Irish Collective Asset-management Vehicle (ICAV)

The Irish Collective Asset-management Vehicles Act 2015 (the ICAV Act) provides for a new corporate vehicle, the ICAV, which has been specifically tailored for the funds industry. The ICAV sits alongside the other fund structures currently available in Ireland, namely the variable capital company (VCC), the unit trust, the common contractual fund (CCF) and the investment limited partnership (ILP). Partners in the A&L Goodbody Asset Management & Investment Funds Unit have been closely involved in drafting this legislation.

The Central Bank of Ireland (Central Bank) acts as the incorporating, authorising and supervisory body for the ICAV.

Key advantages of an ICAV

  • The ICAV benefits from being subject to a separate and distinct corporate governance regime which has been drafted specifically for use by the funds industry. As such, the ICAV is not subject to a number of the general Irish and European company law requirements which are applicable to VCCs by virtue of their incorporation under the Irish Companies Acts, but which are generally more appropriate to trading companies than fund vehicles. The ICAV represents a simpler and more cost effective choice of corporate vehicle for funds. This should also “future proof” the ICAV against future changes in Irish and European company law.
  • The ICAV is able to elect its classification under the US ‘check-the-box’ taxation rules (which is of particular interest to managers of funds targeting US investors).  This allows an ICAV to be treated as a partnership for US tax purposes and thereby avoid certain adverse tax consequences for US taxable investors. This is in contrast to the status of the VCC which is unable to ‘check-the-box’ for US tax purposes, and gives rise to potential treatment as a Passive Foreign Investment Company (PFIC) for US investors which, depending on the precise status of the investor and the elections it makes, can give rise to a greater tax and administrative burden than if the fund is able to ‘check-the-box’.
  • ICAVs may be authorised as either alternative investment funds (AIFs) or as undertakings for collective investment in transferable securities (UCITS). They may be self-managed (or internally managed) or have an external manager.
  • ICAVs may be authorised as stand-alone or umbrella structures.
  • Umbrella ICAVs have segregated liability between sub-funds.
  • ICAVs established as AIFs may issue partly paid shares.
  • ICAVs can be structured as open-ended, closed-ended or limited liquidity funds.
  • ICAVs may list on the Irish Stock Exchange (ISE) by following the normal listing process for Irish domiciled funds without any additional requirements.
  • Umbrella ICAVs may prepare separate accounts with different year-ends in respect of each sub-fund. It will not be necessary for the ICAV to produce consolidated accounts as a VCC is currently obliged to do. This provides added flexibility and may reduce costs. The requirements for the preparation of financial statements for an ICAV follow the UCITS or AIF requirements (as the case may be) and additional requirements are not prescribed. The ICAV enjoys flexibility as to which accounting standards to adopt in the preparation of its financial statements.
  • ICAVs may dispense with the ability to hold an annual general meeting (AGM) by giving at least sixty days prior written notice to all of the ICAV’s shareholders.
  • There will be no requirement to obtain prior investor approval where changes are sought to the instrument of incorporation (IOI), provided the ICAV’s depositary can certify that the changes do not prejudice the interests of investors.
  • ICAVs are not subject to risk spreading/diversification requirements which currently apply to VCCs under Irish company law. This is of interest to QIAIFs which are already subject to AIFMD risk management policy requirements.
  • Existing funds established as investment companies may convert to ICAV status by way of continuation without impacting their regulatory or Irish taxation status, and without interrupting their performance record.
  • Existing funds domiciled outside of Ireland into Ireland may migrate (i.e. re-domicile) to Ireland as ICAVs by way of continuation and so avoid interrupting their performance record.

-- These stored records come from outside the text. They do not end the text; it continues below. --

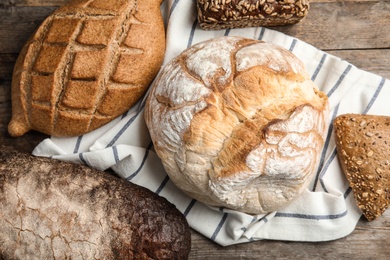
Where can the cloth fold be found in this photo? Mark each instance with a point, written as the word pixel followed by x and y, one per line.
pixel 325 211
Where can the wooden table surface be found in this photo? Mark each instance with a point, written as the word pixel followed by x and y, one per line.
pixel 355 30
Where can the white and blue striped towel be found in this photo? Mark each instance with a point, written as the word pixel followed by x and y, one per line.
pixel 325 211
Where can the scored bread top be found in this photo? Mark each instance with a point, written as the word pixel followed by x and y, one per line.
pixel 237 123
pixel 88 62
pixel 363 149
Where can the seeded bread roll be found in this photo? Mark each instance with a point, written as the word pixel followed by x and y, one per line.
pixel 57 210
pixel 363 149
pixel 223 14
pixel 88 63
pixel 237 123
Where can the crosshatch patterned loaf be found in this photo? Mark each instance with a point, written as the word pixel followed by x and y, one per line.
pixel 88 63
pixel 57 210
pixel 223 14
pixel 363 149
pixel 238 123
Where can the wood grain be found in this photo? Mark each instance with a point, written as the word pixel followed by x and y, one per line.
pixel 355 30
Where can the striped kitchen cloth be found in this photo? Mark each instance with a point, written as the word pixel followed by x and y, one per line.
pixel 325 211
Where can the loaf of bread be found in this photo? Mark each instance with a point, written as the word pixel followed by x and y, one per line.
pixel 57 210
pixel 237 123
pixel 363 149
pixel 88 63
pixel 223 14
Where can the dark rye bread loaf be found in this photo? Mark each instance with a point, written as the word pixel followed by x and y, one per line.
pixel 223 14
pixel 87 63
pixel 363 147
pixel 57 210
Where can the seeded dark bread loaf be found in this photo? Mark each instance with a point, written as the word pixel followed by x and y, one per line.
pixel 88 63
pixel 238 123
pixel 56 210
pixel 363 147
pixel 223 14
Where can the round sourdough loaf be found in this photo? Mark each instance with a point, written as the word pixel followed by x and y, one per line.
pixel 237 123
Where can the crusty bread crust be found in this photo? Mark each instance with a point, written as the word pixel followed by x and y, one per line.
pixel 57 210
pixel 223 14
pixel 363 149
pixel 237 123
pixel 88 63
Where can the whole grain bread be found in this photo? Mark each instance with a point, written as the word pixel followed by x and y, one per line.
pixel 223 14
pixel 87 63
pixel 238 123
pixel 57 210
pixel 363 149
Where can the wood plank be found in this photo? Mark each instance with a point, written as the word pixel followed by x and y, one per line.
pixel 21 22
pixel 376 61
pixel 368 241
pixel 344 25
pixel 329 25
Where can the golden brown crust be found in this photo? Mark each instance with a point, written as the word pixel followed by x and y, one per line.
pixel 237 123
pixel 363 149
pixel 88 62
pixel 223 14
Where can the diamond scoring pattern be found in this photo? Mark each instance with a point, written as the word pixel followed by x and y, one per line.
pixel 78 46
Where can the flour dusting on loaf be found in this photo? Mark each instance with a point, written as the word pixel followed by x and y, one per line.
pixel 237 123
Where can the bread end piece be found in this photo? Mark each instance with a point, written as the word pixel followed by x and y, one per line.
pixel 216 15
pixel 363 149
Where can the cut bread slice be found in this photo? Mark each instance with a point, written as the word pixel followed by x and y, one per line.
pixel 363 148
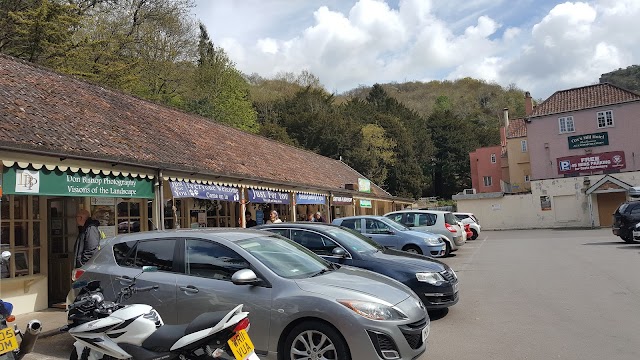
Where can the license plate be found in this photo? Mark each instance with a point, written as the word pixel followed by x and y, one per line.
pixel 241 345
pixel 8 341
pixel 425 333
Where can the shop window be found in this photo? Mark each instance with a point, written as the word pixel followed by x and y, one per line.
pixel 20 234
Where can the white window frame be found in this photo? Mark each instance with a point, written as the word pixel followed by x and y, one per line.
pixel 563 125
pixel 602 115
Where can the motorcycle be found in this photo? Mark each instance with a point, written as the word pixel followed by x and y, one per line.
pixel 10 347
pixel 110 330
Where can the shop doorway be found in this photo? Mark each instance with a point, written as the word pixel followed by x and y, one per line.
pixel 62 232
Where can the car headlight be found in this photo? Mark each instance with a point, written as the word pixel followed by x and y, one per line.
pixel 373 310
pixel 432 278
pixel 433 241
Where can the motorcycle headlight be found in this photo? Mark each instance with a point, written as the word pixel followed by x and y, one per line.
pixel 432 278
pixel 373 310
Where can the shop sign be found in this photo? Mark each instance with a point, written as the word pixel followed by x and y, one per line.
pixel 182 189
pixel 342 200
pixel 268 197
pixel 309 199
pixel 588 140
pixel 364 185
pixel 593 162
pixel 56 183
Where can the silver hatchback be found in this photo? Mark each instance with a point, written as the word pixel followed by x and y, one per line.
pixel 300 305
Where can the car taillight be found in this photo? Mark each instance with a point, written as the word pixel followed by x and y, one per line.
pixel 450 228
pixel 242 325
pixel 76 274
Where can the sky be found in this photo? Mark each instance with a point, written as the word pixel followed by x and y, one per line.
pixel 541 46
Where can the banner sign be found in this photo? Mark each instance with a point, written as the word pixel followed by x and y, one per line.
pixel 593 162
pixel 268 197
pixel 364 185
pixel 588 140
pixel 57 183
pixel 342 200
pixel 182 189
pixel 309 199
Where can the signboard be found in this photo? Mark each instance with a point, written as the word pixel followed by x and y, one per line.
pixel 342 200
pixel 182 189
pixel 57 183
pixel 364 185
pixel 588 140
pixel 592 162
pixel 268 197
pixel 309 199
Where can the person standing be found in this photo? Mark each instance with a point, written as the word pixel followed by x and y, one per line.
pixel 273 218
pixel 88 237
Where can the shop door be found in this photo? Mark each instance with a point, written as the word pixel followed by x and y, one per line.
pixel 62 232
pixel 607 205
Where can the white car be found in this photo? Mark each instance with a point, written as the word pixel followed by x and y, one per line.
pixel 474 225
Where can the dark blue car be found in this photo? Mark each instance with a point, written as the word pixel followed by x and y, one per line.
pixel 433 281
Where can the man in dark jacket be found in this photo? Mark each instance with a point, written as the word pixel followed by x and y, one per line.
pixel 88 237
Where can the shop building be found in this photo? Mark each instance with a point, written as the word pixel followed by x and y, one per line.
pixel 67 144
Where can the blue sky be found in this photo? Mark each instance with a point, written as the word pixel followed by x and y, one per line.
pixel 540 45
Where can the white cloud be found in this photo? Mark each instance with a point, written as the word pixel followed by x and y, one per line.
pixel 347 43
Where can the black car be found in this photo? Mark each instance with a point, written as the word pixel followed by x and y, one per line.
pixel 433 281
pixel 625 219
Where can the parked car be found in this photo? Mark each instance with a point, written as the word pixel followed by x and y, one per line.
pixel 472 220
pixel 393 235
pixel 434 221
pixel 625 219
pixel 435 282
pixel 297 301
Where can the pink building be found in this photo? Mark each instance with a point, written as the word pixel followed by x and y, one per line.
pixel 589 130
pixel 486 169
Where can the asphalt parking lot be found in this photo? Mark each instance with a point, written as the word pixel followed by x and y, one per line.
pixel 532 294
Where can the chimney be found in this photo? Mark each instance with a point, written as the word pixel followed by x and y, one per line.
pixel 528 104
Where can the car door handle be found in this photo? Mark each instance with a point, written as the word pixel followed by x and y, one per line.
pixel 190 289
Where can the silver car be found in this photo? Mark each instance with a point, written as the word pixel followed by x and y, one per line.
pixel 300 305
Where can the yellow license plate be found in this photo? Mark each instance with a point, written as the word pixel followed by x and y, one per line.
pixel 8 341
pixel 241 345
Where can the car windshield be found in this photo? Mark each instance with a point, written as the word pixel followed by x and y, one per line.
pixel 284 257
pixel 353 240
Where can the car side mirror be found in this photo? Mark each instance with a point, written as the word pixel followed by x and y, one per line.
pixel 339 252
pixel 245 277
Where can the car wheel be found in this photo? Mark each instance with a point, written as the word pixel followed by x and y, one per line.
pixel 315 340
pixel 412 249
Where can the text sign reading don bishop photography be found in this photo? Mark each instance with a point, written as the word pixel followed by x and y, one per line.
pixel 181 189
pixel 588 140
pixel 56 183
pixel 593 162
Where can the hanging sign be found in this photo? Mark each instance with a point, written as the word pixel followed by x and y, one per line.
pixel 309 199
pixel 182 189
pixel 593 162
pixel 57 183
pixel 342 200
pixel 364 185
pixel 268 197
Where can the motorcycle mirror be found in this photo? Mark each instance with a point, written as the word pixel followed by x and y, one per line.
pixel 245 277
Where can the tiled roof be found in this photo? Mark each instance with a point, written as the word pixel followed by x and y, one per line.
pixel 43 111
pixel 517 128
pixel 585 97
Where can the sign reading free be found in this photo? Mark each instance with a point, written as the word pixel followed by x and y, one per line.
pixel 56 183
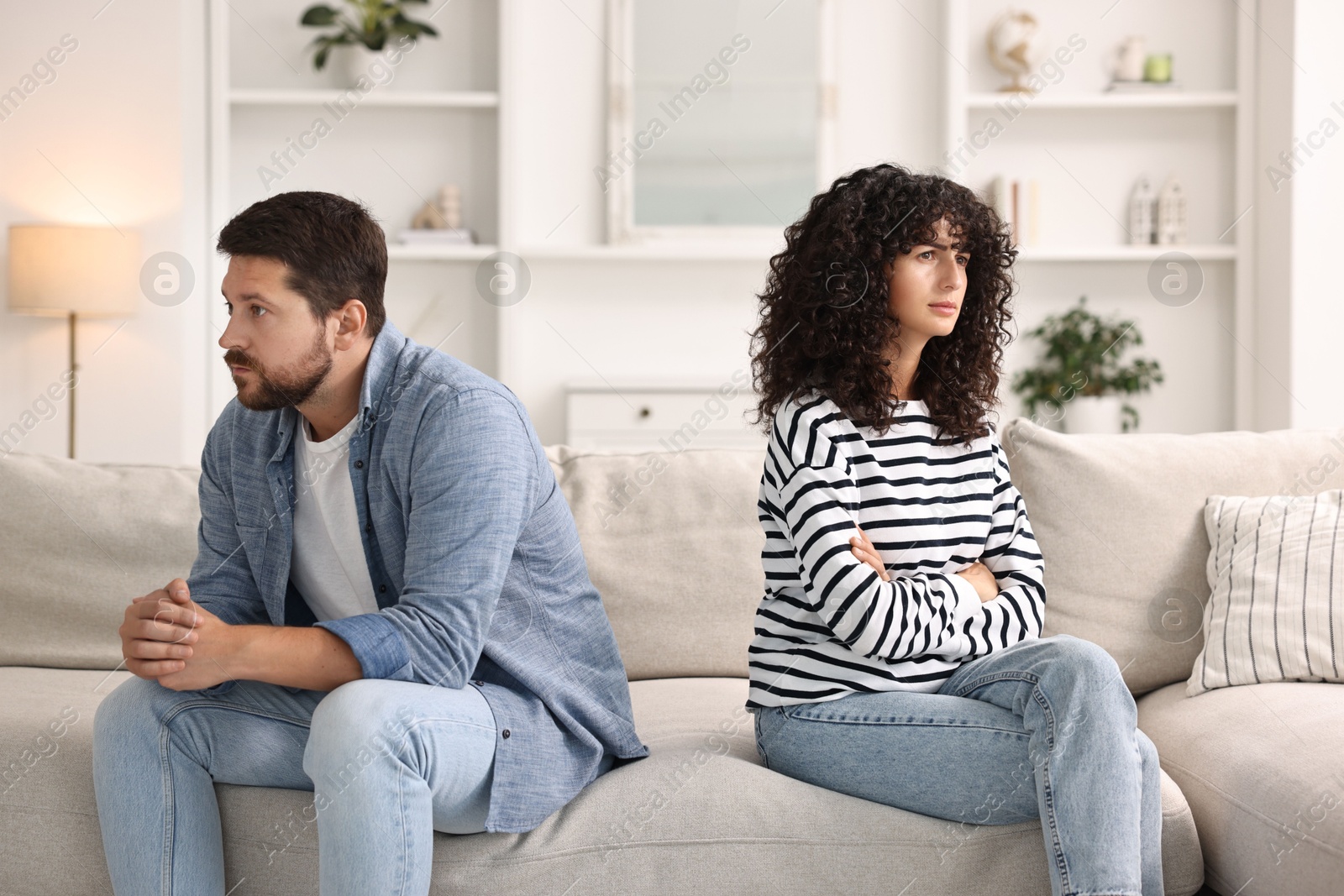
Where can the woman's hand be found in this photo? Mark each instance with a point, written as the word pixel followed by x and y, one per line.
pixel 867 553
pixel 978 574
pixel 983 579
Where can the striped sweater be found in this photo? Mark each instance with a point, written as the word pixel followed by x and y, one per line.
pixel 828 625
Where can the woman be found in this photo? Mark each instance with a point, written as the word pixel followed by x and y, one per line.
pixel 897 653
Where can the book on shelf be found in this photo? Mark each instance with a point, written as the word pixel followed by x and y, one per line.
pixel 437 237
pixel 1142 86
pixel 1018 204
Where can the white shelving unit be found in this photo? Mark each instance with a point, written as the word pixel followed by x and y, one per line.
pixel 1077 139
pixel 440 118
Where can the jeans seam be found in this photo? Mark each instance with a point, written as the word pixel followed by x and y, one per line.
pixel 165 768
pixel 1048 794
pixel 765 757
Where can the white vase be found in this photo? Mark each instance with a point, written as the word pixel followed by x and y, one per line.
pixel 1093 414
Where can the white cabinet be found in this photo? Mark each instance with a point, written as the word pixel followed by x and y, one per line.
pixel 672 418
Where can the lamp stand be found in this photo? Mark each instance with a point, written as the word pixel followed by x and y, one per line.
pixel 73 380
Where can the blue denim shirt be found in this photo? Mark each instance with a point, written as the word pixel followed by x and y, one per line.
pixel 474 553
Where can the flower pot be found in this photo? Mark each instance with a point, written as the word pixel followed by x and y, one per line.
pixel 1093 414
pixel 355 60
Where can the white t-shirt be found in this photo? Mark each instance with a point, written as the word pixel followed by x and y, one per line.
pixel 328 564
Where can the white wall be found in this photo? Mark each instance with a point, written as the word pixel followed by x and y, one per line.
pixel 114 137
pixel 1317 188
pixel 1299 313
pixel 123 127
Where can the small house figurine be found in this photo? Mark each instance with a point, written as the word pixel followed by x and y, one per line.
pixel 445 214
pixel 1171 214
pixel 440 222
pixel 1142 212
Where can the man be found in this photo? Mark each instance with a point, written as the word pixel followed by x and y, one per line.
pixel 389 607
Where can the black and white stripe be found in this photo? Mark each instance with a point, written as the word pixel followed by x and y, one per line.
pixel 828 625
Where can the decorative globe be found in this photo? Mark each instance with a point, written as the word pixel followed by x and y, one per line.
pixel 1016 47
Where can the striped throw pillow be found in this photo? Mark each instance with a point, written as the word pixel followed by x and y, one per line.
pixel 1276 575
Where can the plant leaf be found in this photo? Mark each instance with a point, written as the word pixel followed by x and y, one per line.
pixel 319 15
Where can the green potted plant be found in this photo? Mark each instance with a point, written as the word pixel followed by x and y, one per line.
pixel 1081 378
pixel 363 27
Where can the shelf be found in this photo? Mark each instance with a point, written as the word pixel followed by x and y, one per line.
pixel 407 98
pixel 457 251
pixel 1122 253
pixel 726 251
pixel 1173 100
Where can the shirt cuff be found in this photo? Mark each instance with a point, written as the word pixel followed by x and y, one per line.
pixel 223 687
pixel 968 605
pixel 374 641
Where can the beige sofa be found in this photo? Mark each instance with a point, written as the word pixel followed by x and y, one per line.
pixel 676 560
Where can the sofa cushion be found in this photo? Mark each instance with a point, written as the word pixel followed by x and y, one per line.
pixel 1281 551
pixel 674 547
pixel 1263 774
pixel 1120 521
pixel 699 815
pixel 77 543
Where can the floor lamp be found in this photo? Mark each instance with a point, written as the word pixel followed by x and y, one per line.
pixel 73 271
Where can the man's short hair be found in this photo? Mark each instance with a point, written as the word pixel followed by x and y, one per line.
pixel 333 248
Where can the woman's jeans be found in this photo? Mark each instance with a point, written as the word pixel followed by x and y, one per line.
pixel 393 762
pixel 1045 730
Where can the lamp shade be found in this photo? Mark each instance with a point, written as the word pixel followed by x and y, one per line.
pixel 57 269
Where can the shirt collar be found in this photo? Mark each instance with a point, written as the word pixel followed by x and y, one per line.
pixel 373 391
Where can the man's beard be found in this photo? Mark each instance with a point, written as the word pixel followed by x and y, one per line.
pixel 279 390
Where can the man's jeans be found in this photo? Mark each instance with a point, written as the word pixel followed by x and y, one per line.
pixel 393 761
pixel 1042 730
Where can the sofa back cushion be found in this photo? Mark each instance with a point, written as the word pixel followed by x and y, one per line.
pixel 1120 521
pixel 77 543
pixel 674 546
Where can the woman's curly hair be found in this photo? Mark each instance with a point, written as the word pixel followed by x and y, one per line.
pixel 824 312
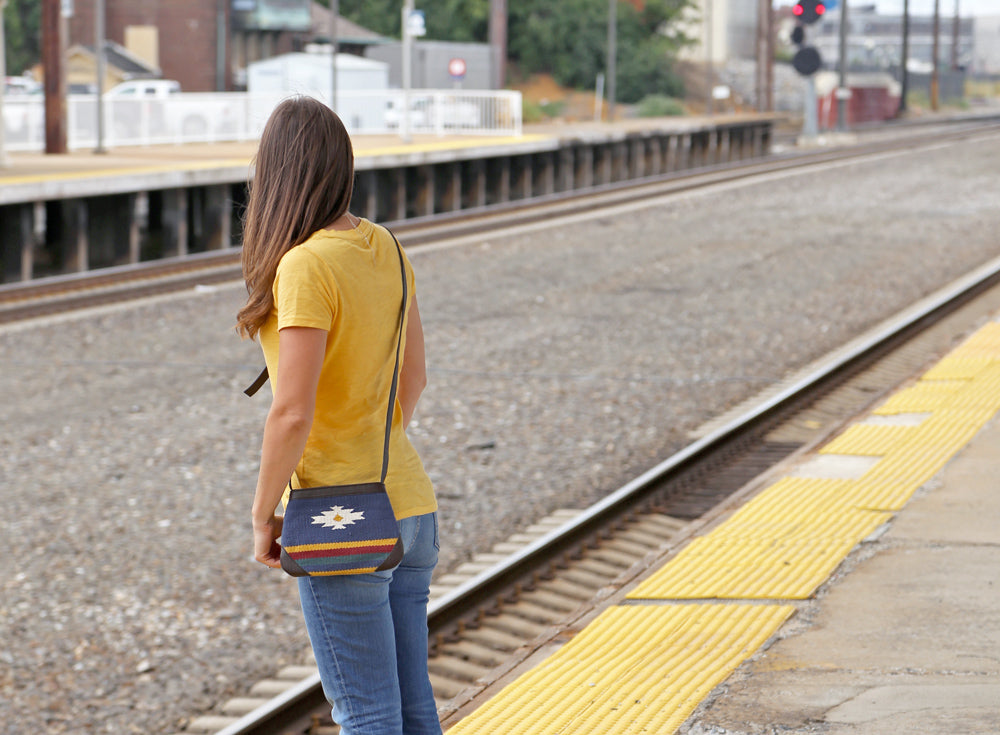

Incorporation, Conversion, Re-Domiciliation (Migration) and Merger

The ICAV Act sets out simple, streamlined and fairly straight forward procedures (which are based on existing tried and tested procedures) for:

  • the incorporation of an ICAV;
  • the conversion of an existing Irish corporate vehicle established under the Irish Companies Acts to an ICAV;
  • the re-domiciliation (or migration) of an existing non-Irish fund to Ireland as an ICAV; and
  • a merger involving an ICAV as the receiving fund.